Obras da Codificação:
            Allan Kardec, buscando orientar os adeptos da Doutrina, lançou cinco obras básicas,
conhecidas como o “Pentateuco Kardequiano”. Nele, reuniu os ensinamentos da Espiritualidade superior, analisando-os e codificando-os, de forma a ficarem claros e interessantes.       

Livro dos Espíritos (1857).
            Trata-se de uma obra de caráter filosófico que procura explicar de forma racional os porquês da vida. Divide-se em quatro tópicos: “As causas primárias”, “Mundo espírita ou dos Espíritos”, “As leis morais”, e “Esperanças e consolações”. É colocado como a espinha dorsal do Espiritismo, já que todas as outras obras partem de seus princípios.

Livro dos Médiuns (1861).
            Busca orientar a conduta prática daqueles que têm a função de intermediar o mundo espiritual com o material. Mostra aos médiuns os inconvenientes da mediunidade, os perigos provindos de uma faculdade descontrolada e como proceder para se obter contatos proveitosos junto à Espiritualidade. Demonstra ainda, as conseqüências morais e filosóficas decorrentes das relações entre o invisível e o visível.

O Evangelho Segundo o Espiritismo (1864).
            É a parte religiosa da Doutrina. Ensinam a moral cristã através de comentários sobre as principais passagens da vida de Jesus Cristo, feitos por Kardec e pelos Espíritos. Demonstra que as parábolas do Evangelho, que aos olhos humanos parecem fantasia, na verdade exprimem o mais profundo código de conduta de que se têm notícia.

O Céu e o Inferno (1865).
            Neste livro, através da evocação dos Espíritos, Allan Kardec apresenta a verdadeira face do desejado “céu“, do temido “inferno“, como também do chamado “purgatório”. Põe fim às penas eternas, demonstrando que tudo no Universo evolui, e que a mesquinharia do sofrimento infinito, nada mais é do que ilusão. Comunicações dos Espíritos desencarnados, de cultura e hábitos diversos, são analisadas e comentadas pelo Codificador, mostrando a situação de felicidade ou sofrimento ao chegarem ao mundo espiritual.

A Gênese (1868).
            Esta obra mostra como foi criado o mundo, como apareceram às criaturas, e como é o Universo. É a parte científica da Doutrina. Explica a Criação, colocando Ciência e Religião face a face.
            O Gênesis bíblico é estudado e vista como verdadeira. Os sete dias narrados nas Escrituras como se fossem o tempo que o Criador teria gasto com a formação do Universo, nada mais são do que eras geológicas, que seguem a ordem evolutiva comprovada pela Ciência em suas pesquisas. Os chamados “milagres” praticados por Jesus são demonstrados
como modificações de elementos da natureza por uma vontade poderosa e não como fatos inexplicáveis.
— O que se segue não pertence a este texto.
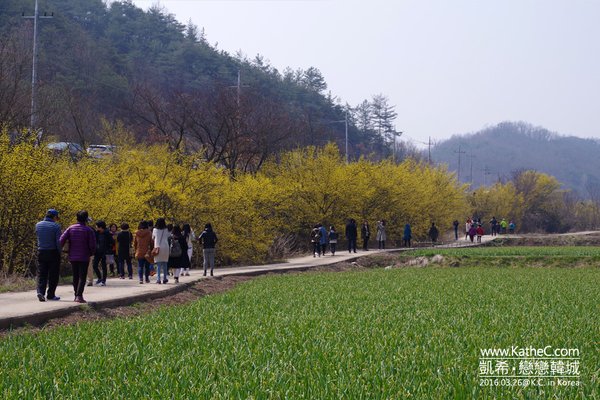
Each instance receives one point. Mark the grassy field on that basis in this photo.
(378, 334)
(514, 251)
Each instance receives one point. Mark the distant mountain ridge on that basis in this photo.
(509, 146)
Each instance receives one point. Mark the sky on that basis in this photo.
(449, 66)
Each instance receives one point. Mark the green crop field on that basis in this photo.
(514, 251)
(377, 334)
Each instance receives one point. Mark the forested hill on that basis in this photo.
(501, 150)
(111, 61)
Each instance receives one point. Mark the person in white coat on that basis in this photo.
(160, 237)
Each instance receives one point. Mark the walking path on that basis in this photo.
(21, 308)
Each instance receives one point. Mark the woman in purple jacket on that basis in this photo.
(82, 245)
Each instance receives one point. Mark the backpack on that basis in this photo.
(175, 248)
(316, 235)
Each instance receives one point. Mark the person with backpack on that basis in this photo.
(111, 252)
(324, 238)
(103, 244)
(333, 236)
(351, 235)
(142, 247)
(82, 245)
(124, 241)
(315, 240)
(178, 247)
(190, 237)
(48, 245)
(472, 232)
(365, 234)
(209, 240)
(433, 233)
(407, 235)
(494, 226)
(455, 225)
(503, 225)
(160, 251)
(479, 231)
(381, 235)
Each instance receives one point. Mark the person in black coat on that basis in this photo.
(104, 241)
(351, 235)
(124, 242)
(365, 234)
(178, 258)
(433, 233)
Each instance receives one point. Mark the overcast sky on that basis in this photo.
(449, 66)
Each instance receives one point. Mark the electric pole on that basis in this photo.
(471, 157)
(459, 152)
(486, 172)
(36, 16)
(429, 151)
(346, 126)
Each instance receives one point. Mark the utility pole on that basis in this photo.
(346, 126)
(486, 172)
(36, 16)
(459, 152)
(471, 157)
(429, 151)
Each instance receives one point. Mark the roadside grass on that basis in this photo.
(375, 334)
                                   O TRÍPLECE ASPECTO DA DOUTRINA
            Desde as primeiras manifestações em torno da Codificação da Doutrina, os Espíritos deixaram claro que o Espiritismo tinha em si três faces: Religião, Ciência e Filosofia.
            São do Espírito Emmanuel, psicografia de Francisco Candido Xavier, a afirmativa que esclarece perfeitamente o significado tríplice do Consolador.
            “Em Espiritismo a Ciência indaga, a Filosofia conclui e O Evangelho ilumina”.
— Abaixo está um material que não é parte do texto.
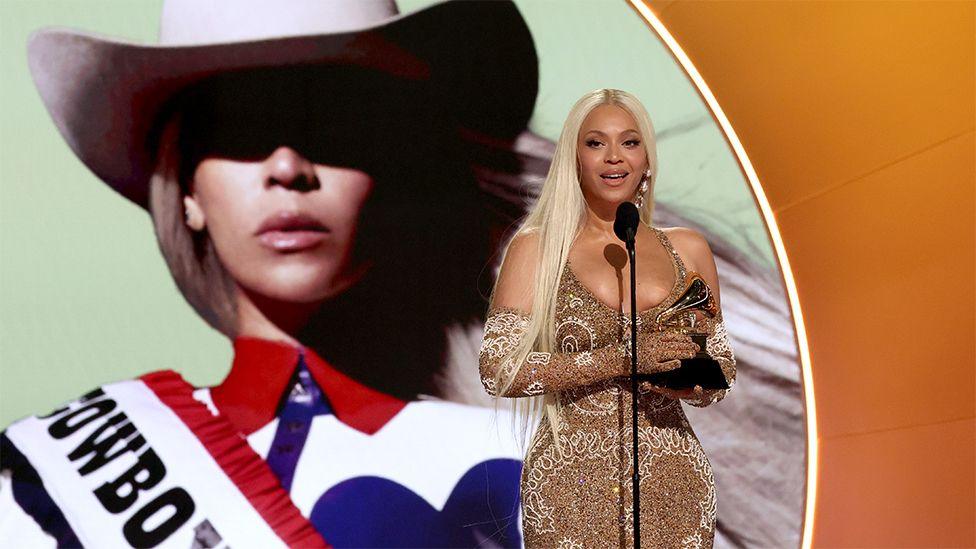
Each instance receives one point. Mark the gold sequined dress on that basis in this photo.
(580, 494)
Princípios básicos da Doutrina
            São considerados princípios básicos da Doutrina, a existência do Espírito e sua sobrevivência após a morte, a reencarnação, a lei de causa e efeito, a comunicação entre os dois mundos e a elevação moral e intelectual progressivas. O Espiritismo é marcado pela realização do culto interior. Nele, o homem procura conhecer-se e trabalhar pelo seu progresso moral e intelectual. Nada há de exterior nas práticas espíritas. Tudo só depende do pensamento, para qual o fundo é tudo e a forma nada. (6)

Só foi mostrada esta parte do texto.